Pricing landscape (mid-2026)
Per 1M tokens, INPUT/OUTPUT:
GPT-5: $15 / $60
GPT-4o: $2.50 / $10
GPT-4o-mini: $0.15 / $0.60
o3: $15 / $60+
o3-mini: $1.10 / $4.40
Claude 4 Opus: $15 / $75
Claude 4 Sonnet: $3 / $15
Claude 4 Haiku: $0.25 / $1.25
Gemini 2.5 Pro: $3.50 / $10.50
Gemini 2.5 Flash: $0.30 / $2.50
Llama 3.3 70B (Together): $0.20 / $0.60
Llama 3.3 70B (Groq): $0.59 / $0.79
DeepSeek R1 (DeepSeek): ~$0.55 / $2.19
text-embedding-3-small: $0.02
text-embedding-3-large: $0.13
voyage-3: $0.06
Cohere Rerank: $0.20-0.30 / 1K queries
Prices change. Always verify with vendor's pricing page.
Token math
"Hello, world!" ≈ 4 tokens
1 KB English text ≈ 250-300 tokens
1 page (500 words) ≈ 700 tokens
1M tokens ≈ ~750K English words ≈ ~1500 pages
Use vendor tokenizer libraries (tiktoken for OpenAI, etc.) to estimate accurately.
Prompt caching
Anthropic & OpenAI automatically cache prefixes that repeat across calls.
Anthropic:
// Mark stable content as cacheable
new MessageParameters
{
System = [new TextContent("Long system prompt...") { CacheControl = new() { Type = "ephemeral" } }],
/* ... */
};
90% discount on cache hit. 5-min TTL.
OpenAI: - Automatic for prompts >1024 tokens. - Same prefix → cached.
Optimization: put stable content (system prompt, RAG context) at the start. Append user query at the end.
Batch API
50% discount. For non-real-time workloads (eval, dataset generation, summarization runs).
Cost levers
1. Cheap default model
gpt-4o-mini handles 80% of requests; promote only when needed.
2. Response caching
For identical or semantically similar queries:
Microsoft.Extensions.AI has UseDistributedCache middleware. Hash prompt → cache response.
For semantic caching: hash embedding bucket → cached responses for similar.
3. RAG over long context
Don't dump entire KB into prompt. Retrieve top-K. Smaller context = cheaper + better.
4. max_tokens cap
Prevents runaway responses (especially with reasoning models).
5. Streaming + early termination
Stream output; user can stop if going wrong → save tokens.
6. Embedding optimization
- text-embedding-3-small over -large (saves 6x cost).
- Dimension reduction (1536 → 256): saves storage + search cost; minor quality loss.
- Cache embeddings for unchanged docs.
7. Quantize / cheaper rerankers
Use small open rerankers (BGE) over Cohere if quality OK.
8. Self-host break-even
Break-even typically >10M tokens/day on dense workloads. Below: API cheaper. Above: self-host worth considering.
Monitoring
OTel emits gen_ai.usage.input_tokens, gen_ai.usage.output_tokens, model. Build dashboards.
// KQL on App Insights
customMetrics
| where name startswith "gen_ai"
| summarize total = sum(value) by model = tostring(customDimensions.model), tokens = tostring(customDimensions.token_type)
Cost alerts
- Daily budget per tenant.
- Alert at 80% of budget.
- Hard cap at 100% — return graceful error.

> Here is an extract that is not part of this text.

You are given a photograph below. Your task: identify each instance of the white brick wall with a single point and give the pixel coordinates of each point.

- Investigate spikes (abuse? bug? new feature?).
Examples
RAG chatbot, 1M queries/month
Avg query: 3K input + 500 output
With gpt-4o: 1M * (3K * 2.50/1M + 500 * 10/1M) = ~$12,500/mo
With gpt-4o-mini: 1M * (3K * 0.15/1M + 500 * 0.60/1M) = ~$750/mo
Savings: 94%
For most queries, mini is fine; use gpt-4o for hard ones.
Agent with tool use
Reasoning models multiply this 2-5x.
Embedding 1M docs
1M * 1K tokens * $0.02/M = $20 (text-embedding-3-small)

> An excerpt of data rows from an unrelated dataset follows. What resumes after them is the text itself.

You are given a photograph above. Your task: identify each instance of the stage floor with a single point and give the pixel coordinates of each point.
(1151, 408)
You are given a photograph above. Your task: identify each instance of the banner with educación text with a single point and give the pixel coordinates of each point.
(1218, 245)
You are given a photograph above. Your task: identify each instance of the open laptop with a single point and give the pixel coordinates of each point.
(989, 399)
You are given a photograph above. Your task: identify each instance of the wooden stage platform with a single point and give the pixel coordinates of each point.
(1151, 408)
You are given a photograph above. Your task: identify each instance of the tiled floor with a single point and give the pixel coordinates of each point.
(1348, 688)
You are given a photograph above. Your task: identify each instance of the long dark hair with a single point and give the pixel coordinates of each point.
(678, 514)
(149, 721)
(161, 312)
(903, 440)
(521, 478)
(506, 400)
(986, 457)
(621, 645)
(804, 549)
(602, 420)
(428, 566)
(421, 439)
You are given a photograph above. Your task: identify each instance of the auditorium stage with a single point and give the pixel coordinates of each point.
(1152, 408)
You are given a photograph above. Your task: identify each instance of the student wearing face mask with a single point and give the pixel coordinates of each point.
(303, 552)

1M * 1K tokens * $0.13/M = $130 (text-embedding-3-large)
Senior considerations
- Daily/per-tenant budget: hard caps prevent runaway.
- Model routing as policy: documented; reviewed.
- Cost per-feature: tag spans with
feature_id. - Per-customer cost: for B2B, attribute and bill.
- Staging cost can dominate small teams — use cheaper models there.